Figure 3 illustrates the association of hydralazine/isosorbide exposure and the risk-adjusted hazard ratio for mortality by the three racial/ethnic groups. The hazard ratios for African-American patients are illustrated by the group of three bars on the left; the hazard ratios for Latino patients are illustrated by the group of three bars in the middle; and the hazard ratios for White patients are illustrated by the group of three bars on the right.  The reference population for all three racial/ethnic groups are patients who never received hydralazine/isosorbide.  The vertical lines extending above and below the top of each bar show the 95% confidence limits for the hazard ratios.  The blue bars illustrate the hazard ratios for patients who started hydralazine/isosorbide between 1 and 4 months following the diagnosis of heart failure; none of these hazard ratios is significantly different from 1.0.  The maroon bars are illustrate the hazard ratios for patients who who started hydralazine/isosorbide between 5 and 12 months following the diagnosis of heart failure; the hazard ratios for the African-American and White patients are not significantly different from 1.0; while the hazard ratio for the Latino patients is barely significantly greater than 1.0.  The yellow or beige bars illustrate the hazard ratios for patients who started hydralazine/isosorbide more than 12 months following the diagnosis of heart failure; these hazard ratios are significantly greater than 1.0 for all three racial/ethnic groups.
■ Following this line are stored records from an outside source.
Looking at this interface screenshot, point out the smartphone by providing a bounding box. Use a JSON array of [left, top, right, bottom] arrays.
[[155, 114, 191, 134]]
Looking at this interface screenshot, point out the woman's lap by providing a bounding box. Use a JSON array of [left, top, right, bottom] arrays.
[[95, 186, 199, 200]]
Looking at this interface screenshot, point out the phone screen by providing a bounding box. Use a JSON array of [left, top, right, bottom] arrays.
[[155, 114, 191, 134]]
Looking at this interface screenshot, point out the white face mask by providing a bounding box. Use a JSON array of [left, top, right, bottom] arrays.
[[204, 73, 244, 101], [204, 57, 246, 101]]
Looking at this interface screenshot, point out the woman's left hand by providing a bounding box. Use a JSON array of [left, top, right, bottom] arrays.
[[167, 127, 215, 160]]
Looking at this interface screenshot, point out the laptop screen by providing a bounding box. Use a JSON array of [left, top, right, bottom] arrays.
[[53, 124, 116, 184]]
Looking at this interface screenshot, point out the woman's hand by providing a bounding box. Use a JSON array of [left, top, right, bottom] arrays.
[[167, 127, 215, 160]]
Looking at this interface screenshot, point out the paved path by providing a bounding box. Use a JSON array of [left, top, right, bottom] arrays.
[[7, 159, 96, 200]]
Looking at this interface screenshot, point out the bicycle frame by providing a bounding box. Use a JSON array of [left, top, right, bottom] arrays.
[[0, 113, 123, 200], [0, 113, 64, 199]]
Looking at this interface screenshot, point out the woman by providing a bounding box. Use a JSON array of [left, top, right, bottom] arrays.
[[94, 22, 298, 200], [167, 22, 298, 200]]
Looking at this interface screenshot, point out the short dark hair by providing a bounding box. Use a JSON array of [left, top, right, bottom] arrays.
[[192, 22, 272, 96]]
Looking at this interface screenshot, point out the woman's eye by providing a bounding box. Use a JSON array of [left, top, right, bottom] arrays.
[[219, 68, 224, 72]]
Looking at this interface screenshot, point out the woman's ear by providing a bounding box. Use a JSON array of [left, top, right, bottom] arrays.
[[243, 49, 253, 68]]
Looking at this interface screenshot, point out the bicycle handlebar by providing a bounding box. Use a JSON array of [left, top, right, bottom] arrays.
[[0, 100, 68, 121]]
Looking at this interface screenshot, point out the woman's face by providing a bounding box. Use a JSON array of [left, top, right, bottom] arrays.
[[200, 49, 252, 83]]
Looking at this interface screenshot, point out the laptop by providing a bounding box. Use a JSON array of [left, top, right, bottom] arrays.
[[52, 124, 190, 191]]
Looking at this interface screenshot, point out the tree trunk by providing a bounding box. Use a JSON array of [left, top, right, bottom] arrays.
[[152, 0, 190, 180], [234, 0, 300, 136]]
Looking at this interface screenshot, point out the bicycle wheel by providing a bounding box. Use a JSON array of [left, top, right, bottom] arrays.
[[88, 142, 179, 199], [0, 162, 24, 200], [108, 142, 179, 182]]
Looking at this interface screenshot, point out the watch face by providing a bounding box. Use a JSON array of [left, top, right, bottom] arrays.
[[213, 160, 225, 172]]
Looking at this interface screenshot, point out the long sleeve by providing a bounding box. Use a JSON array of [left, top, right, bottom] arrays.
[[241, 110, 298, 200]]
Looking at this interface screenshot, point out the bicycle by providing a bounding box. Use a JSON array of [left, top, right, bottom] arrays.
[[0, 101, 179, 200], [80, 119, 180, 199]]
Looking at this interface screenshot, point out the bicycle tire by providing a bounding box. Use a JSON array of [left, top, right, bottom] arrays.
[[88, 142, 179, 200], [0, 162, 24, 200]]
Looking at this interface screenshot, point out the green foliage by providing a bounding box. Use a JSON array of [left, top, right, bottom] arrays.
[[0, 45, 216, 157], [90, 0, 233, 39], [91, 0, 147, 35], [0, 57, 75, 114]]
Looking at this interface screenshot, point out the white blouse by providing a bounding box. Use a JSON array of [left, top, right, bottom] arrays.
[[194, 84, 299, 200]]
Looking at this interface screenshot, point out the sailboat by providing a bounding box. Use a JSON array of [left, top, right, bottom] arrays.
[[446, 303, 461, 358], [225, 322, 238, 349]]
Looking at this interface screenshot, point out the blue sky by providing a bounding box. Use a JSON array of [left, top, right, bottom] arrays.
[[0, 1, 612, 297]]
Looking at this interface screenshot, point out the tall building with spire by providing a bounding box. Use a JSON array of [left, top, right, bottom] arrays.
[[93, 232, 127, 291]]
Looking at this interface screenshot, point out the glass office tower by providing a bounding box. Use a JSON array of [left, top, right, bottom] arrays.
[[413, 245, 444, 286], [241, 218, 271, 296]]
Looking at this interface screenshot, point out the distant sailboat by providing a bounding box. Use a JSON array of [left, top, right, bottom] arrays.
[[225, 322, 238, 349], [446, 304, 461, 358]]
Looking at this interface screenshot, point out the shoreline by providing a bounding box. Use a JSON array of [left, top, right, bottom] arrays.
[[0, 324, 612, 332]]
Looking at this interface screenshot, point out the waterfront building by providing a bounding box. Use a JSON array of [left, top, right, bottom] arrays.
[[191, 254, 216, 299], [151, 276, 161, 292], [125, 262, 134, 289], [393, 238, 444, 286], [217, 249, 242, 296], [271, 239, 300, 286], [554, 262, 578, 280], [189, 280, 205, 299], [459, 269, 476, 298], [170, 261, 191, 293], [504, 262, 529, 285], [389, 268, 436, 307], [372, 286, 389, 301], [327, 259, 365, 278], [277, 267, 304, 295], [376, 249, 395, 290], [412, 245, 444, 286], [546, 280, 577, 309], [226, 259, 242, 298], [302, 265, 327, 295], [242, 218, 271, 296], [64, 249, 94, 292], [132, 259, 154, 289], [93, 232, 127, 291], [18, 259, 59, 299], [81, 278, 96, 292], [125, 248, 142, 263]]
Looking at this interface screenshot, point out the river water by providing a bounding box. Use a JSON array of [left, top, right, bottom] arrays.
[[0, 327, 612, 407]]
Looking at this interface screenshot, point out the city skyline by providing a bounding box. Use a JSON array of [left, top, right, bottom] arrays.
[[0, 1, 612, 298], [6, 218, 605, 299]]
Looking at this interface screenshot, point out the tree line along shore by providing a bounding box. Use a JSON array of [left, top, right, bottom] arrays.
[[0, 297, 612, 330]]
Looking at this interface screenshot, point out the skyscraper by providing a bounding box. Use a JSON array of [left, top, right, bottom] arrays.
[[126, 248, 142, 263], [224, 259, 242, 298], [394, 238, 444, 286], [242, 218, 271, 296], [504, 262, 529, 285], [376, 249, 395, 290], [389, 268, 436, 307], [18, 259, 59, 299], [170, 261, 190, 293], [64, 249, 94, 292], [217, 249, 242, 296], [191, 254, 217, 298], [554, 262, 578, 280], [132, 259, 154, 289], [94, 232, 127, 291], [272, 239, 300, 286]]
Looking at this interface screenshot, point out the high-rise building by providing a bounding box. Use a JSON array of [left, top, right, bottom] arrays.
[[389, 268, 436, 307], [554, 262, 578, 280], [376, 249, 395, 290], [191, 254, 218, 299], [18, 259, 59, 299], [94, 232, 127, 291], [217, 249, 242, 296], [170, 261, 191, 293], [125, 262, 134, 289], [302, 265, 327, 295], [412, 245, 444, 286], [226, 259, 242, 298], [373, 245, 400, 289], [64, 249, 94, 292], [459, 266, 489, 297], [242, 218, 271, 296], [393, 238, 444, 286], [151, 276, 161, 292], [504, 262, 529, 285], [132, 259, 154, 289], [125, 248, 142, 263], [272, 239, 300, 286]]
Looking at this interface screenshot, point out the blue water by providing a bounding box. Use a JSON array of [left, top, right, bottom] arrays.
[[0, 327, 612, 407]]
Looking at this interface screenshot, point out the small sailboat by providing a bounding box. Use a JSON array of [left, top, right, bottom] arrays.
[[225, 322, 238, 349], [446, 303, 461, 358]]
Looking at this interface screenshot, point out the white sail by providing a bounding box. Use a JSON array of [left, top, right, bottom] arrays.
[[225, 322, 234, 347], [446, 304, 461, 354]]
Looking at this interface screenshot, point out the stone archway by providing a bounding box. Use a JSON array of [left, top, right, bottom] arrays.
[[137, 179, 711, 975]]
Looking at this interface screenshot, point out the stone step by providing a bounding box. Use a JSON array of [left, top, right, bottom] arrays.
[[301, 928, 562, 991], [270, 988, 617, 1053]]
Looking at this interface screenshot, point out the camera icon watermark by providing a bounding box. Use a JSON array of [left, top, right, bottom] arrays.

Figure 4. Mortality hazard ratios for receipt of selected heart failure therapies or combinations versus no therapy by racial/ethnic status

Figure 4 illustrates the mortality hazard ratios for the intermittent receipt of selected other heart failure therapies or combinations by racial/ethnic status.  Proceeding from left to right are four groups of four bars each representing the mortality hazard ratios for: 1) Receipt of an angiotensin converting enzyme inhibitor (ACEI) or angiotensin receptor blocker (ARB), 2) Receipt of a beta-blocking agent, 3) Receipt of both an angiotensin converting enzyme inhibitor (ACEI) or angiotensin receptor blocker (ARB) and a beta blocking agent (B-B), and 4) Receipt of an angiotensin converting enzyme inhibitor (ACEI) or angiotensin receptor blocker (ARB), a beta blocking agent (B-B), and spironolactone.  Racial ethnic groups are color coded: 1) The dark blue bars (always on the left in all four drug groups) represent all racial/ethnic groups combined, 2) The maroon bars (second from the left for all four drug groups) represent African-American patients; 3) The yellow or beige bars (third from the left for all four drug groups) represent White - Hispanic patients; and 4) The light blue bars (furthest right for all four drug groups) represent White - Non-Hispanic patients.  The reference population for all hazard ratios was those patients receiving no heart failure therapy.  The 95% confidence intervals of the mortality hazard ratios are shown by the vertical lines extending above and below the tops of each bar. The mortality hazard ratios are all significantly below 1.0.  There is little difference in mortality hazard ratios by racial/ethnic group.  The mortality hazard ratios are lowest for the combination of a beta-blocking agent with an angiotensin converting enzyme inhibitor (ACEI) or an angiotensin receptor blocking agent (ARB) (all approximately 0.4).  The mortality hazard ratios for receipt of an angiotensin converting enzyme inhibitor (ACEI) or an angiotensin receptor blocking agent (ARB) are approximately 0.5, for receipt of a beta blocker approximately 0.6, and for receipt of all three drug classes between 0.4 and 0.6.

Journal Publications

Hammermeister KE, Fairclough D, Emsermann CB, et al. Effectiveness of hydralazine/isosorbide dinitrate in racial/ethinic subgroups with heart failure. Clin Ther 2009;31:632-43.